At the end of each week, scaffolds were fixed and stained with alizarin red to visualize the mineral deposition on the scaffolds (Fig. 5). Over the course of the cell study, non-mineralized scaffolds became mineralized, especially around osteon channels. Mineralized scaffolds had much more mineral to start with, but over the course of the study displayed an increase in mineral in certain areas, namely edges and osteon channels. This shows that cells on site mineralized the matrix, which was previously observed in our work [36] and supported by other researchers [40].
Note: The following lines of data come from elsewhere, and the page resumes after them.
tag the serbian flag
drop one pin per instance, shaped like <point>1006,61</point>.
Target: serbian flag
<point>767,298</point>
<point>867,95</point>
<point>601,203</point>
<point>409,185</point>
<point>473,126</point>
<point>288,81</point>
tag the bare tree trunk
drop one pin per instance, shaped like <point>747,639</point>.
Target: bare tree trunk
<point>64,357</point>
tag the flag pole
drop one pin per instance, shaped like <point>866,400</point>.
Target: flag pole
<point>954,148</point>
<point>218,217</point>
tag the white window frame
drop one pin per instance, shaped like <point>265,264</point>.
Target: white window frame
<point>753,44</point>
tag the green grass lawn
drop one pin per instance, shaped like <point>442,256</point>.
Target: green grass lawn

Lack of cells on the center regions could be explained by the loss of microfiber morphologies due to cryostat sectioning of the scaffolds. As the cutting is performed at −20 °C, it can result in plastic deformation of fibers. Loss of microfiber morphology can be seen on SEM of cryostat sectioned scaffolds (Fig. 6). So, the insides of the osteon channels and outside edges could be the only regions there electrospun fiber morphology was preserved. However, we do not foresee this being a problem in the future, as these scaffolds were only sectioned for the purposes of this study.

Fig. 6
figure 6

SEM image of scaffolds sectioned using cryostat where fiber melting is visible on the surface

Conclusion

In this study, we successfully fabricated a complete three-dimensional electrospun scaffold which mimics the highly packed osteonal structure of the native cortical bone and porous architecture of the native trabecular bone. Our dual structure scaffold was composed of an inner core of tightly wrapped electrospun sheets surrounded by osteon-like scaffolds. Scaffolds were successfully mineralized in 10× SBF up to 48 h and showed uniform mineral distribution throughout the scaffolds. Mineralization for 24 h significantly increased mechanical properties of the scaffolds in both yield stress and compressive modulus under physiological conditions, in comparison to the lower mineralization times. Both the non-mineralized and mineralized scaffold supported mouse pre-osteoblastic cellular attachment and proliferation over 28 days in vitro. Additionally, scaffolds mineralized for 24 h promoted osteoblastic differentiation and mineral deposition. Based on the in vitro work presented, we expect the scaffold to perform efficiently in vivo with enhanced mechanics and cellular response due to the biochemical and mechanical influences from the surrounding microenvironment. Current ongoing work focuses on the development of an endothelial lumen within the cortical channel and simultaneous differentiation of human mesenchymal stem cells (hMSCs) along the osteoblastic and angiogeneic lineage for long-term graft mechanics and viability in vivo. Preliminary results conclude the ability of the tissue-engineered scaffold mentioned in this work to promote early stages of 2D angiogenic tube formation in vitro. The results of this study demonstrate the ability to fabricate a structural relevant tissue-engineered scaffold as an alternative to the current bone grafting treatments.